Forum Moderators: phranque
Blocking these type of agents really depends on if they respect the Robots.txt file...some agents are not that respectfull...
try to following:
User-agent: AskBar
Disallow: /
NOTE: I am assuming that the name of the agent above is
AskBar
if not then you need to substitute the name of the agent..
if the crawler is set up to, first, read the directives in the robots.txt file and then proceed the above will notify the bot to not proceed..
Regarding the other 2 you mention...see if you can find the name of the agent in the log string...
For Example, if you are seeing Googlebot in your log file then you would see this string:
64.68.82.172 - - [01/Mar/2004:02:00:29 -0500] "GET /robots.txt HTTP/1.0" 200 473 "-" "Googlebot/2.1 (+http://www.googlebot.com/bot.html)"
The obvious bot name here is "Googlebot" and you may want to determine the location of the name of the other bots by analyzing your properly formatted google log data...
You may have to test some the find the right name to block the critters...
Good luck..
mod_rewrite to ban user agents with a particular word in them via .htaccess, eg. from your examples: Options +FollowSymLinks
RewriteEngine On
RewriteBase /
RewriteCond %{HTTP_USER_AGENT} AskBar [OR]

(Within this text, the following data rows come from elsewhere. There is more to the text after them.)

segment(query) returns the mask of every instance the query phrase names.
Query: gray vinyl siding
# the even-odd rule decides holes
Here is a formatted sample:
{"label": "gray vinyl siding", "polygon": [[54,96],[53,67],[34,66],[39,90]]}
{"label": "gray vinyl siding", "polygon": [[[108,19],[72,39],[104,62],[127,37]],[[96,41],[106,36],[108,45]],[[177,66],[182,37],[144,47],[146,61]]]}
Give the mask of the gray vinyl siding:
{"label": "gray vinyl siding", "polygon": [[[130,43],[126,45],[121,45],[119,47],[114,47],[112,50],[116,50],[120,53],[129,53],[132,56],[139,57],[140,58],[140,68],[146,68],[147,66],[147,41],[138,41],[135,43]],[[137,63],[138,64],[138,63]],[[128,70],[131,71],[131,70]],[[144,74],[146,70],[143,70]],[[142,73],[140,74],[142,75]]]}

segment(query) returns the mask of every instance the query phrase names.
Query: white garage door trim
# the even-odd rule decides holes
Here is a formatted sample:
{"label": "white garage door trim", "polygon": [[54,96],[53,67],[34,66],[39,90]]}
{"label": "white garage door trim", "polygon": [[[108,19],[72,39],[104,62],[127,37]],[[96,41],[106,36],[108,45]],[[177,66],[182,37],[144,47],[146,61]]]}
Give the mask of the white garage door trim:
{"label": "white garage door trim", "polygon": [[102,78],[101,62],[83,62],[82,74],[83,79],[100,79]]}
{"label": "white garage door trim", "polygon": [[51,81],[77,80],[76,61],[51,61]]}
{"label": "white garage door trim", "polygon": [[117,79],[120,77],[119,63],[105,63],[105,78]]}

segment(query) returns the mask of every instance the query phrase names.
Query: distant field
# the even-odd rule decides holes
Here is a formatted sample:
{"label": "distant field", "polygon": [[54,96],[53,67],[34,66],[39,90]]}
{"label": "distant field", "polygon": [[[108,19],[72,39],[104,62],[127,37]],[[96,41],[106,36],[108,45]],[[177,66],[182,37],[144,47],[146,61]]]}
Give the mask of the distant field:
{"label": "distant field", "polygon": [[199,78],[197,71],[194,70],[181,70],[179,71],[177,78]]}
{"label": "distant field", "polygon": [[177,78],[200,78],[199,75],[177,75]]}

RewriteCond %{HTTP_USER_AGENT} Hotbar [OR]
RewriteCond %{HTTP_USER_AGENT} FunWebProducts
RewriteRule ^.* - [F]
The above issued an error 403 Forbidden error for all visitors with either "AskBar", "Hotbar" or "FunWebProducts" in the user-agent string. Obviously, you need to make sure they are bots rather than human visitors. Use at your own risk!